Five interceptions.
The “BrUnitas” streak ended.
An opportunity to break into the playoff picture squandered.
Game over.
Season over.
New Orleans Saints quarterback Drew Brees had the second
worst day in his professional football career in Atlanta on Thursday night.
His worst day of course being the final game of the 2005
season while with the San Diego Chargers when his shoulder got mangled against
the Denver Broncos.
On Thursday night football, the $100 million man was far
from bionic. It could truly be said
that the Saints’ best player cost his team the game and then some.
That it was to the benefit of the hated Atlanta Falcons
compounds things. Especially after the
egging the team’s bus received courtesy of some airport workers.
I generally turn a blind eye to that kind of prankery, but I
hope the culprits are not just disciplined, but fired. To merely blow off this kind of antic at an
airport, a center of hypersecurity in our post-9/11, is to invite others to
push the envelope further.
While Atlanta is not exactly a slice of heaven, it’s not
Caracas either. And it seems some its
denizens need to be reminded of this.
When “hating” devolves to “assault”, serious punishment
needs to be meted out to underscore the severity of the crime.
What happened in the Georgia Dome on Thursday night was the
manifestation of a season that got cursed once word of the Saints’ “bountygate”
reached the public’s ears.
“King Roger’s” wrath finally caught up with the Black and
Gold.
Had the Saints not been hit with penalties to its draft,
front office, head coach and interim head coach, it’s likely the team would
have started the 2012 regular season no worse than 2-2, instead of 0-4. Had the road trip to Atlanta played out
exactly as it did in that scenario, the game would have been like a bad
hangover to be exorcised with a trip to the post-season, even if only as a wild
card.
Instead, many bad things converged in downtown Atlanta at a
most inconvenient time.
The Atlanta Falcons not only creeped that much closer to
securing the NFC South division and homefield advantage in the playoffs, they
did so at the expense of their rivals while leaving the field with Drew Brees’s
historic consecutive touchdown streak as an additional trophy.
Thursday night was a new low for the Sean Payton era
Saints.
Brees failed not only as a passer but also as a field
general. He inexplicably wasted
precious seconds on the team’s last drive in the second quarter and then made a
poor decision to target a receiver a few yards outside the endzone instead of
taking a shot at the endzone or killing the clock by throwing the ball
away.
That was Les Miles-like clock mismanagement and
uncharacteristic of the franchise quarterback.
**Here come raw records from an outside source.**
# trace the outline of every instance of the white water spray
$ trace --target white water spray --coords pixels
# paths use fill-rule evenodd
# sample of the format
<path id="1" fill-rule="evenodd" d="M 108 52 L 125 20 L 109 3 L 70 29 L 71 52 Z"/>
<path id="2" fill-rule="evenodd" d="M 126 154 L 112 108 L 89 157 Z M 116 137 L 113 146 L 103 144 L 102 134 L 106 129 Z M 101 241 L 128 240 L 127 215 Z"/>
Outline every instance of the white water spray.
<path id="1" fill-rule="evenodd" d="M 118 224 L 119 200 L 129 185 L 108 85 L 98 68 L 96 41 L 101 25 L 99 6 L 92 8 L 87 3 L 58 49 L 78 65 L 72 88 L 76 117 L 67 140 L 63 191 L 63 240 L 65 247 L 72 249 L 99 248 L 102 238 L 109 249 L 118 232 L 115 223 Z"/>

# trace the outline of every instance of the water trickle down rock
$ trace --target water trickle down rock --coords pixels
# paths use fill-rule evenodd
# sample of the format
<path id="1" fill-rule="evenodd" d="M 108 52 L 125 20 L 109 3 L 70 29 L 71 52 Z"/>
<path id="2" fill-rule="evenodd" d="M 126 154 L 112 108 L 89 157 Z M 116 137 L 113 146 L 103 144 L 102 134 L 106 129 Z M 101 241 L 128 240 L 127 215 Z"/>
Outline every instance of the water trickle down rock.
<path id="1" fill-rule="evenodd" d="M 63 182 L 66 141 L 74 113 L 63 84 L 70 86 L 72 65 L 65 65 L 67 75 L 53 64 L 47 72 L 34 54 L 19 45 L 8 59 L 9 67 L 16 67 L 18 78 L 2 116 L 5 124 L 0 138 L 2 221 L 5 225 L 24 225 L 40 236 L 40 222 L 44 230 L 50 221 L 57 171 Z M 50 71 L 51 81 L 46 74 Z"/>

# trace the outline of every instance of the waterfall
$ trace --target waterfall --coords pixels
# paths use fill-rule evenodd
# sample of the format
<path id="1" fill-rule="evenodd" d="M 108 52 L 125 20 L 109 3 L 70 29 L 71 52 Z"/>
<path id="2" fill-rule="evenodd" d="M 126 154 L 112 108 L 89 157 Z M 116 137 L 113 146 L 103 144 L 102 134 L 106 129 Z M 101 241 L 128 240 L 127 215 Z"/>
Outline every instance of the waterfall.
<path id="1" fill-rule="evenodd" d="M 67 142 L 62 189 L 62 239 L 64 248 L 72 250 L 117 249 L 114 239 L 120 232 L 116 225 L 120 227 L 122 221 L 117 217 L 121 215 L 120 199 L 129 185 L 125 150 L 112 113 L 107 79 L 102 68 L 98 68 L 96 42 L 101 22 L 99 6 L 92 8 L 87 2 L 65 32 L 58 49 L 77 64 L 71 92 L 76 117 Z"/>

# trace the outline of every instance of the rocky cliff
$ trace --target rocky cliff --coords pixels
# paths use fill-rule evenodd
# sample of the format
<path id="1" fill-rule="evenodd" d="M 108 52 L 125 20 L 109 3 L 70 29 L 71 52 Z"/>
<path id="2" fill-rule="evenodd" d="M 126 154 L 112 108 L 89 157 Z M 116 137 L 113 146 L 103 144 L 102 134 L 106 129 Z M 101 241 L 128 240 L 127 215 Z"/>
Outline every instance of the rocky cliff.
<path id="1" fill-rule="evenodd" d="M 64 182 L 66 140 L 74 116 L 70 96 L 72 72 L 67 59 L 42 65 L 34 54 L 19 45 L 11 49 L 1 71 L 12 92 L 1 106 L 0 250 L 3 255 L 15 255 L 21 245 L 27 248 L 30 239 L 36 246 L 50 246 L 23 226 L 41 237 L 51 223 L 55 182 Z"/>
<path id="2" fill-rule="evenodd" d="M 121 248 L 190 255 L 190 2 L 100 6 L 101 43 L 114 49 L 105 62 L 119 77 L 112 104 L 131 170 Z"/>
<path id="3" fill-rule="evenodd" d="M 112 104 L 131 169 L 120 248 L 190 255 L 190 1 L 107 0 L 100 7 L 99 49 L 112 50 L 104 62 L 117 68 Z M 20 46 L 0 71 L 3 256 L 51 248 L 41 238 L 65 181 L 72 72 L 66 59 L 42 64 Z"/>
The Saints are not officially eliminated from contending for
a playoff spot, but the road to the post-season looks arduous.
In addition to having to win the four remaining games on the
schedule, the Saints need the five teams ahead of them to practically
collapse. The early losses to the Washington
Redskins and the Green Bay Packers not only cost the team in the win column but
with tiebreakers.
Last season, the Saints were only a single play away from
hosting the NFC Championship game in the Superdome and possibly claiming its
second Lombardi Trophy.
This season it was death by a thousand cuts with Brees’s
picks against Atlanta counting as five of the largest.
The 2012 Saints are a far better team than their record
reflects and the difference between where they are and where they should be is
coaching.
Who Dats better hope Sean Payton doesn’t get too comfortable
in his Goodell-imposed Dallas-exile.